Cylinder of arbitrary cross section in a weakly rotational biparametric incompressible inviscid flow (Q922077)

In \textit{P. N. Shankar}, Z. Angew. Math. Phys. 36, 172-173 (1985) it was shown how to construct the steady-state inviscid flow around an infinite cylinder when the free stream has two velocity components: one perpendicular to the generator and the other parallel to it. Generally speaking, both components are nonconstant. The solution obtained is expressed in terms of the stream function for plane flow in the absence of the second (longitudinal) component. As the author himself points out, the result obtained is, unfortunately, of limited significance since the exact expression for the stream function is known only in cases when the free-stream velocity is either constant or a linear, harmonic or exponential function of the transverse coordinate. In this article it is shown that this limitation can be overcome if it is assumed that at points remote from the cylinder the flow differs little from uniform flow with velocity component perpendicular and parallel to the generator. In this case the problem can be reduced to two problems independent in the first approximation: the determination of the longitudinal velocity component and the stream function of the disturbed flow. In this approximation the streamlines corresponding to uniform flow over the cylinder serve as longitudinal velocity isotachs. As for the stream function and pressure, they coincide with the corresponding values for plane flow over the same cylinder in the absence of a longitudinal velocity.

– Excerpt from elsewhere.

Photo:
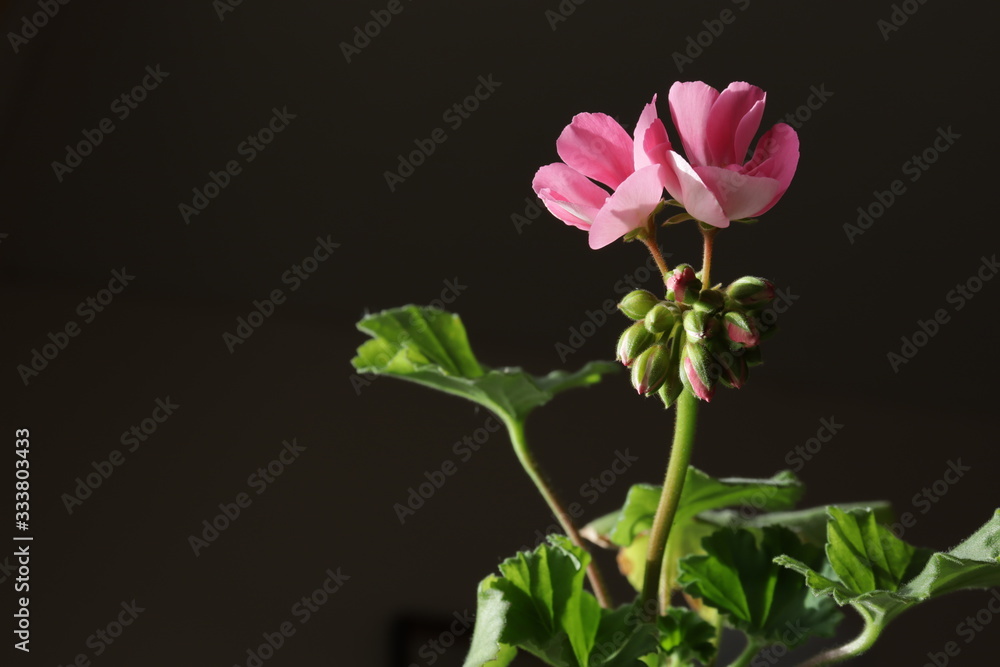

Using the idea put forward by \textit{P. N. Shankar} and \textit{U. N. Sinha} [J. Méc. 19, 125-148 (1980; Zbl 0423.76019)], we investigate the flow over a circular cylinder when the cross flow has an arbitrary periodic velocity profile far upstream. By assumption, the vorticity is weak. Apart from the requirement that it differs little from a constant value and is differentiable with respect to the transverse coordinate, no restrictions are placed on the longitudinal velocity component, which at points remote from the cylinder depends only on the transverse coordinate.